Uriesi noted that airlines could not transfer these increases entirely to passengers because of affordability concerns.
“It takes all the money from the ticket. You cannot increase fares by 300%. You can barely increase them by 20 or 25% before everyone starts complaining.”
However, he maintained that access to cheaper aircraft financing remains the industry’s most urgent requirement.
“We need to get cheaper aircraft and pay less than what we are paying now to make money better for us.”
High-Risk Classification Pushes Insurance Premiums Higher
Beyond financing and fuel, Uriesi identified Nigeria’s high-risk classification by international insurers as another major structural disadvantage facing domestic airlines.
He questioned why Nigerian operators continue to pay substantially higher insurance premiums despite complying with global aviation safety and regulatory standards.
“After some time, we need to tackle the insurance issue.
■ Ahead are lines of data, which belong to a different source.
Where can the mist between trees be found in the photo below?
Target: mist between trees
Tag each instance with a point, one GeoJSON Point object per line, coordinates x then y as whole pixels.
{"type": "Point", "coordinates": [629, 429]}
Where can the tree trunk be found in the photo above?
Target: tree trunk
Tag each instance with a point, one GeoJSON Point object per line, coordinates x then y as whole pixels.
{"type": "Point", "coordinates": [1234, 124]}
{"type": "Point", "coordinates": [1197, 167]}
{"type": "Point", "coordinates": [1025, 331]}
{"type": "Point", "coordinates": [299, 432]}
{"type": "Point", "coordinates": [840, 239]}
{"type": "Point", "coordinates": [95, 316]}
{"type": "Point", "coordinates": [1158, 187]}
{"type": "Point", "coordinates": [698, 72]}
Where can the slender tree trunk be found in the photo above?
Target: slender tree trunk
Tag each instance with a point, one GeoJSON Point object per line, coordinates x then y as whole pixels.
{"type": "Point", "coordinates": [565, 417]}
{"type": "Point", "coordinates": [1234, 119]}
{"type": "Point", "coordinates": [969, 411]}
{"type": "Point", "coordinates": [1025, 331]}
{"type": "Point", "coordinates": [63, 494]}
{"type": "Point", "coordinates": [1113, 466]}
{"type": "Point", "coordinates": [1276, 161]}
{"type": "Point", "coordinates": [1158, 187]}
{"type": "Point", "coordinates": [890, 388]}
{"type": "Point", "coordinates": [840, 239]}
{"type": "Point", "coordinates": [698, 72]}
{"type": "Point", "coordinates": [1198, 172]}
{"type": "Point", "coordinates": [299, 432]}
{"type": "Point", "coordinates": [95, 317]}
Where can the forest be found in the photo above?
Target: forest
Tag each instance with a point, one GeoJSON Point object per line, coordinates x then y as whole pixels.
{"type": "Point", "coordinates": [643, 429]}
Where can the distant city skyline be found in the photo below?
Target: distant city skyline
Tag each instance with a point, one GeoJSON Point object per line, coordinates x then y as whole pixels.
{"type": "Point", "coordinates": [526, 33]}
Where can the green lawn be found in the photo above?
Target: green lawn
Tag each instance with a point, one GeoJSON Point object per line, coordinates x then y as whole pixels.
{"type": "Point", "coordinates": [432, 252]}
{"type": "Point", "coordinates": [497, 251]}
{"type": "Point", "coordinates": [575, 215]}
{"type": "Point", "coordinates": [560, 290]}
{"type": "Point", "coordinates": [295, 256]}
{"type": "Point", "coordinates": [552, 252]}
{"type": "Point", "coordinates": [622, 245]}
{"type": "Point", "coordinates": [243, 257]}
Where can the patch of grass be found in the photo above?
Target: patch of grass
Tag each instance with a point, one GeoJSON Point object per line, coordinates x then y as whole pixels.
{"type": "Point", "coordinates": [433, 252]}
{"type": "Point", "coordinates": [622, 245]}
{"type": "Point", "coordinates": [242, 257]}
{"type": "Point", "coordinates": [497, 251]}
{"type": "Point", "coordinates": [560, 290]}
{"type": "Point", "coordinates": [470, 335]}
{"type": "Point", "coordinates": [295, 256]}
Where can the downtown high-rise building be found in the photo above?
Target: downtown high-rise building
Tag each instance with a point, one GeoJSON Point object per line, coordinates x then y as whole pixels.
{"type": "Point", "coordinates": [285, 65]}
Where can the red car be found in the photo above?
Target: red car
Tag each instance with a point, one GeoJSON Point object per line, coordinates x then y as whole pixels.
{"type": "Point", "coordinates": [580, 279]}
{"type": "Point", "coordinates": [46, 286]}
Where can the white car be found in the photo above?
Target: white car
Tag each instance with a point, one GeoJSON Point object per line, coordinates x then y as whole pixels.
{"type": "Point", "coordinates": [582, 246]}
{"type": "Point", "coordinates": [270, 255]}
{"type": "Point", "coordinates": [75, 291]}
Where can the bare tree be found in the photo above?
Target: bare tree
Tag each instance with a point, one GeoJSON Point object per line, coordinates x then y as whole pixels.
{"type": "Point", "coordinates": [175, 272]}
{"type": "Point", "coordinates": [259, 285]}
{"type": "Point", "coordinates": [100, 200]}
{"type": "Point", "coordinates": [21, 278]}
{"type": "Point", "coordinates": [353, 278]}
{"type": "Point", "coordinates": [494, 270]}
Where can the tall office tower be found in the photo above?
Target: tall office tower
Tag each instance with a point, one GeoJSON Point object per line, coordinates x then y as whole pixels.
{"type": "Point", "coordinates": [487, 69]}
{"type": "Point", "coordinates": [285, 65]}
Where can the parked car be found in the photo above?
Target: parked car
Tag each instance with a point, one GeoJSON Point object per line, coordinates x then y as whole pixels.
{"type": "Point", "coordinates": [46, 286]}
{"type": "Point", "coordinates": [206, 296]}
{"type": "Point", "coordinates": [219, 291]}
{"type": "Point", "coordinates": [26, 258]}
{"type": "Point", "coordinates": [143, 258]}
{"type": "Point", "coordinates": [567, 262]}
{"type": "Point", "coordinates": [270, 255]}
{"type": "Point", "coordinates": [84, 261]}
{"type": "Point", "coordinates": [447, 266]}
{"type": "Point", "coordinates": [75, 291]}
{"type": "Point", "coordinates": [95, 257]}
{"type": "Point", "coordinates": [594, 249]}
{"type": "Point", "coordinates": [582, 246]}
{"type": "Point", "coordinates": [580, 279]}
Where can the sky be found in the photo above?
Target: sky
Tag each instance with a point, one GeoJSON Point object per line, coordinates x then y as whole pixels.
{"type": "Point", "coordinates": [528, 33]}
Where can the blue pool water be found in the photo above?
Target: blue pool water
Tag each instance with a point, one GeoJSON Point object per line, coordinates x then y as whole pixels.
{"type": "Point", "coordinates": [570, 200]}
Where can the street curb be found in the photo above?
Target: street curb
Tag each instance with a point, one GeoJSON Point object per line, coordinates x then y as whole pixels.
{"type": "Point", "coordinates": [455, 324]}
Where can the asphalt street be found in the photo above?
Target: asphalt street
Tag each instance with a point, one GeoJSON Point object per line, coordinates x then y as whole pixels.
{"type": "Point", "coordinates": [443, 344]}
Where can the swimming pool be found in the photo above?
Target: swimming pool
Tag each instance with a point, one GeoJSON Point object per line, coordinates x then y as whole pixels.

Why are they calling us high-risk? Why? They should tell us. We don’t understand.”
He added: “Why am I paying three to four times what my counterpart in Europe is paying for his aeroplane? The same aeroplane.”
According to Uriesi, Nigerian airlines satisfy the same regulatory and operational requirements as European carriers.
“We adhere to all the safety standards, all the regulatory standards. We adhere to everything. Yet, I want to insure my aeroplane and I’m paying three to four times what my counterpart is paying in Europe.”
The cumulative effect, he explained, is a severe competitive imbalance.
“I have five aeroplanes, he has five aeroplanes. Just imagine the difference.”
He contrasted financing conditions between Nigerian airlines and European operators.
“Then he can undercut me on ticket price because he has three per cent interest rate. I have 32 per cent interest rate.”
According to Uriesi, the combination of high-risk insurance premiums, expensive borrowing and higher operating costs makes direct competition with established international airlines commercially unsustainable.
“So, I can’t compete with him.”
That reality, he revealed, explains Ibom Air’s measured international expansion strategy.
“That’s one of the reasons why Ibom Air said we are not going to look outside Africa. We are going to compete inside Africa until we have a very comfortable airline.”
He stressed that the airline would only consider long-haul markets after achieving greater financial stability.
“Before we think of going outside Africa, it will not be me. It will be two managements later when the airline is fully solid. That is the strategy.”
Uriesi warned that entering mature markets such as the United Kingdom would expose Nigerian carriers to airlines with overwhelming financial advantages.
“You now want to go and venture to the UK where British Airways and others will simply drop their prices.”
“Their cost of operation is much less. They have economies of scale.”
He concluded that unless Nigerian airlines overcome the burden of high-risk financing, insurance premiums and limited scale, competing globally will remain extremely difficult despite improvements in operational efficiency and regulatory reforms.